The train shook as it traveled, clogged down by the blood and bones that covered the earth. As I stared at the blackened, dead sky, I felt nothing. I felt no fear for the end of days, no happiness for the end of suffering, and no love for anything left on the decimated face of the ravaged planet. Only nothingness, for I was nothing.
Shrill screams stole my eyes from the sky. I noticed a few children still murdering each other on the endless Red Fields. They swung their massive broadswords pathetically and savagely bit down into each other’s flesh with their engineered, razor sharp teeth. All in the name of war. Wretched, endless war.

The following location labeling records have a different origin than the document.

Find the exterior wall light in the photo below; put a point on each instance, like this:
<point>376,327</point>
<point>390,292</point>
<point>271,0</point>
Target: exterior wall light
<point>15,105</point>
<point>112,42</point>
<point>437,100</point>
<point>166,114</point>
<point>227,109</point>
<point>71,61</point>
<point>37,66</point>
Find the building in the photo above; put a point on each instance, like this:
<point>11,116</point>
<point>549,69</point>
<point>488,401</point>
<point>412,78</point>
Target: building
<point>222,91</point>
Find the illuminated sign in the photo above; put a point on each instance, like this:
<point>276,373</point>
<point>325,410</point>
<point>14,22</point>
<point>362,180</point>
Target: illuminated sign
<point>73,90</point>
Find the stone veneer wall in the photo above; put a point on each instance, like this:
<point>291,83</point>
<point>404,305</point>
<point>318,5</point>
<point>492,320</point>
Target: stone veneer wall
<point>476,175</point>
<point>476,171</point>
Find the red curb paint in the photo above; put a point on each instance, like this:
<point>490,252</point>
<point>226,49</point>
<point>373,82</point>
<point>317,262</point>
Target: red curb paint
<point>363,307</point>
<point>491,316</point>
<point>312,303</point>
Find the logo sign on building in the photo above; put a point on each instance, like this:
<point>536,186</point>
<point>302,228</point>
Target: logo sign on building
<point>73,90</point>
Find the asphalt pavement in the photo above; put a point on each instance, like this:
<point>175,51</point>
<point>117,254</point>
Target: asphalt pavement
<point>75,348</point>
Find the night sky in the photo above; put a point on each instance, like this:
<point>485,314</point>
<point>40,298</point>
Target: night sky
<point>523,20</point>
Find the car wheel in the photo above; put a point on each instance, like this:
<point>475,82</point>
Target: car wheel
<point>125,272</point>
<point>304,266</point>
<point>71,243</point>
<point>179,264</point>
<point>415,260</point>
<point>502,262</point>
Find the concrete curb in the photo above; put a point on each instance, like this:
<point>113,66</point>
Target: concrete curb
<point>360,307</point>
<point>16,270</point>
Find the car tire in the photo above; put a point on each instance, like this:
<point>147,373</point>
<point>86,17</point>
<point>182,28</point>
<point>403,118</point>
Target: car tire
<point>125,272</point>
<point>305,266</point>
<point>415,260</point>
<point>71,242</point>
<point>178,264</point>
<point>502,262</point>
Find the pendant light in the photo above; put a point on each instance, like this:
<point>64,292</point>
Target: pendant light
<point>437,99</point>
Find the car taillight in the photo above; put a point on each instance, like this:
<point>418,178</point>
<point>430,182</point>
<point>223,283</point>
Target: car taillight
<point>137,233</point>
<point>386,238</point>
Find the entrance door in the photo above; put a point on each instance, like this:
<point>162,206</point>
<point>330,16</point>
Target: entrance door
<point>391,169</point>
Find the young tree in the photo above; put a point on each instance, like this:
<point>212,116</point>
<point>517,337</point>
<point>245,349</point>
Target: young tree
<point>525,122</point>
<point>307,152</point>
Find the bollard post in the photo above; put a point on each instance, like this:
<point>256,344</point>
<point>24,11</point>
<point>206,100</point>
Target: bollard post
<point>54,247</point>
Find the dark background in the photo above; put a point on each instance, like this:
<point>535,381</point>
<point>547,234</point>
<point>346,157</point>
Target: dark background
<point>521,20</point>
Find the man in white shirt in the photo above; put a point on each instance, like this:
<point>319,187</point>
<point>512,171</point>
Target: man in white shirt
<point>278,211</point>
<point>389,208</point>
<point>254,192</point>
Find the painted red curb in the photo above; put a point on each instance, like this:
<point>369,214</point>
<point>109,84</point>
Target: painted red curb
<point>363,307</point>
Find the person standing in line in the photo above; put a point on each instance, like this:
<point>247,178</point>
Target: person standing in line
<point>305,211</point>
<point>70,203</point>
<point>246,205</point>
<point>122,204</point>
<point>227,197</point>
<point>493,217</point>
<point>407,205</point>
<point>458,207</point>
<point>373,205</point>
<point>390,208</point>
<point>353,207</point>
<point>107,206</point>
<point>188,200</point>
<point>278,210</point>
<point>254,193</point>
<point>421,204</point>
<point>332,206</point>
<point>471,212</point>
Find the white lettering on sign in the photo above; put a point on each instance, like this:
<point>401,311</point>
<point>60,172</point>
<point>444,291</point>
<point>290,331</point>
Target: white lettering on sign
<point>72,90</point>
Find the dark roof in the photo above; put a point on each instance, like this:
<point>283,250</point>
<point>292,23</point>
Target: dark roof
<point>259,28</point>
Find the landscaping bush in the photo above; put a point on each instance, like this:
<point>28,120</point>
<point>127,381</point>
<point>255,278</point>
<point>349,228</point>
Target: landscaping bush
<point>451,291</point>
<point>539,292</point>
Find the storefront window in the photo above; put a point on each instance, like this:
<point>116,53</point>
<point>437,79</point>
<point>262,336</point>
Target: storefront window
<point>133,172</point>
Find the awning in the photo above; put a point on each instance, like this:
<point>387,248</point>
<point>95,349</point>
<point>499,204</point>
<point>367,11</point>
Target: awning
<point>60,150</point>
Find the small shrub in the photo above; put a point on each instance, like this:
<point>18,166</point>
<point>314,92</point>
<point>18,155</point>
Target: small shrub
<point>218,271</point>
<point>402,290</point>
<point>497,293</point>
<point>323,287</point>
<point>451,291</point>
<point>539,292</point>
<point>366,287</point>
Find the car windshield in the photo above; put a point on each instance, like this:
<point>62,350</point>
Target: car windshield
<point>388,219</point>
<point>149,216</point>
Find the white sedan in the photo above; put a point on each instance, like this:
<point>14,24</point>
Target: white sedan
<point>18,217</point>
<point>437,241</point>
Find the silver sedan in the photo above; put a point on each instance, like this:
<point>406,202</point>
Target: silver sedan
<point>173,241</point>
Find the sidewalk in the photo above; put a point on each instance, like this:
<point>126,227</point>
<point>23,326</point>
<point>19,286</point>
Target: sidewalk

“Hm. I thought they would all be dead by now. I forget that you Americans were trained for this.” The Secretary’s gruff voice reflected no emotion as he spoke of the horrors.
The balding, short man felt nothing, as I did. We both knew that emotions became pointless weeks ago. We both refrained from speaking of our meaningless feelings in a tacit agreement of mutual dispassion. The Secretary merely coughed up a bit of blood onto his rancid, tainted handkerchief and downed another glass of “American Wine.” The stuff was horrid; a wicked mix of grain, wood chippings, and piss. We didn’t complain, though. It was the only liquid left.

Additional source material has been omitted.